Da mag eine für die Öffentlichkeit relevante Aufklärung nicht immer an oberster Stelle stehen, wenn es darum geht, mit welchen publizistischen Beiträgen das Unternehmen Geld umsetzt. Im Zweifel sind alle anderen Konkurrenten.

Mit Konkurrenten kann man auch ohne Worte einen "Stillhaltepakt" schließen nach dem Motto: Wir lassen euch in Ruhe und ihr uns. Es ist nicht nur in diesem Falle just ein kleines Special-Interest-Medium, das die Geschichte ausgegraben hat. Nun kann jeder sagen: "Medieninsider war's" – und somit trotzdem über den Konkurrenten berichten.

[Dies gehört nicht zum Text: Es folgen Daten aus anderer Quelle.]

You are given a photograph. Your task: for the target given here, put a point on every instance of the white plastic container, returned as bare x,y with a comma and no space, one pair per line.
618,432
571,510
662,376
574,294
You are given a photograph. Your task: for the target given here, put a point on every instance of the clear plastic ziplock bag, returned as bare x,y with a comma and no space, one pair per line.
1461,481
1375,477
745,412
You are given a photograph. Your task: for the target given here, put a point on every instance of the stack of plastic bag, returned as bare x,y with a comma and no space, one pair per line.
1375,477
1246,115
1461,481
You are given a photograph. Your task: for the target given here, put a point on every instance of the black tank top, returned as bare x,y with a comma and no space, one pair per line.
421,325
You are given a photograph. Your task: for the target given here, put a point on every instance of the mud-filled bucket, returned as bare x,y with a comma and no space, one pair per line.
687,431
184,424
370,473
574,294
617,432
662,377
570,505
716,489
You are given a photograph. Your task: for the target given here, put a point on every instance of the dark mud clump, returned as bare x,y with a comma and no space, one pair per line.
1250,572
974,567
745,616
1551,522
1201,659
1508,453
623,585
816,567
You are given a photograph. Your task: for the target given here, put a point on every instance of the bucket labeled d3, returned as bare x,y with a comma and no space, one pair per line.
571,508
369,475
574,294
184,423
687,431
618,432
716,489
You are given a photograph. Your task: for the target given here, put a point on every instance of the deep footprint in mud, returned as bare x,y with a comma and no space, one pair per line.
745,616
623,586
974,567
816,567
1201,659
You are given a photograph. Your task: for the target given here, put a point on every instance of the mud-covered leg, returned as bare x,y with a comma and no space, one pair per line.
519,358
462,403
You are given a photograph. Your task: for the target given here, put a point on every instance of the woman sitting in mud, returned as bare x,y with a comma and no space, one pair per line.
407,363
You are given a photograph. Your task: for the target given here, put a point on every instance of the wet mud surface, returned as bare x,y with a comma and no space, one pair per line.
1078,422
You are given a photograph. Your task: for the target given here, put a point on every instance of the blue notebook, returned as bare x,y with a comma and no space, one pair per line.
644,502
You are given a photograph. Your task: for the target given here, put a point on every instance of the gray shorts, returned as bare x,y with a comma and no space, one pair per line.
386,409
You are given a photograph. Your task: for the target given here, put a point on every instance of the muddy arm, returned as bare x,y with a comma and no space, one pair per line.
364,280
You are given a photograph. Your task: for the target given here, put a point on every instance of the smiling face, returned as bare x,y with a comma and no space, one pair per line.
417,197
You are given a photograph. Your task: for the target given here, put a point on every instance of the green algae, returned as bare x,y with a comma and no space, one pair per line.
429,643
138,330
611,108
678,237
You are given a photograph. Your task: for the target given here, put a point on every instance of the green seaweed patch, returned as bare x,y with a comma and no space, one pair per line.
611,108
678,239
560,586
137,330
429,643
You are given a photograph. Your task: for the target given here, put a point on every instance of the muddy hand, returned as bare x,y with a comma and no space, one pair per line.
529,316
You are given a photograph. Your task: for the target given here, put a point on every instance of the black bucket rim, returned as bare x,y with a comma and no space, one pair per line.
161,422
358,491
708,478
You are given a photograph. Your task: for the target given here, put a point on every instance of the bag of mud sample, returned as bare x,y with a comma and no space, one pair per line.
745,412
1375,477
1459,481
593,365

Vertraulichkeit ist unbenommen wichtig, aber eben nicht nur in Redaktionen, sondern zunächst einmal überall, wo sich Menschen darauf verlassen, sich in einem geschützten Raum auszutauschen. Wann ein öffentliches Interesse überwiegt, wird von Journalisten sicherlich nicht ganz konsistent ausgelegt.

Die eigene Arbeit möchte man jedenfalls nicht gerne ohne Zustimmung coram publico seziert sehen. Die der anderen aber womöglich schon.

Marion Horn, Chefredakteurin der Bild, schreibt: "Nur fürs Protokoll: SZ ist die Redaktion, die sich in Artikeln damit rühmt, bei Bild mitzuhören, was wir intern besprechen."

Nachtrag: Seit dem Donnerstagmorgen (8. Februar) gilt Alexandra Föderl-Schmid als vermisst. Die Polizei hat bei ihrer Suche einen Abschiedsbrief gefunden.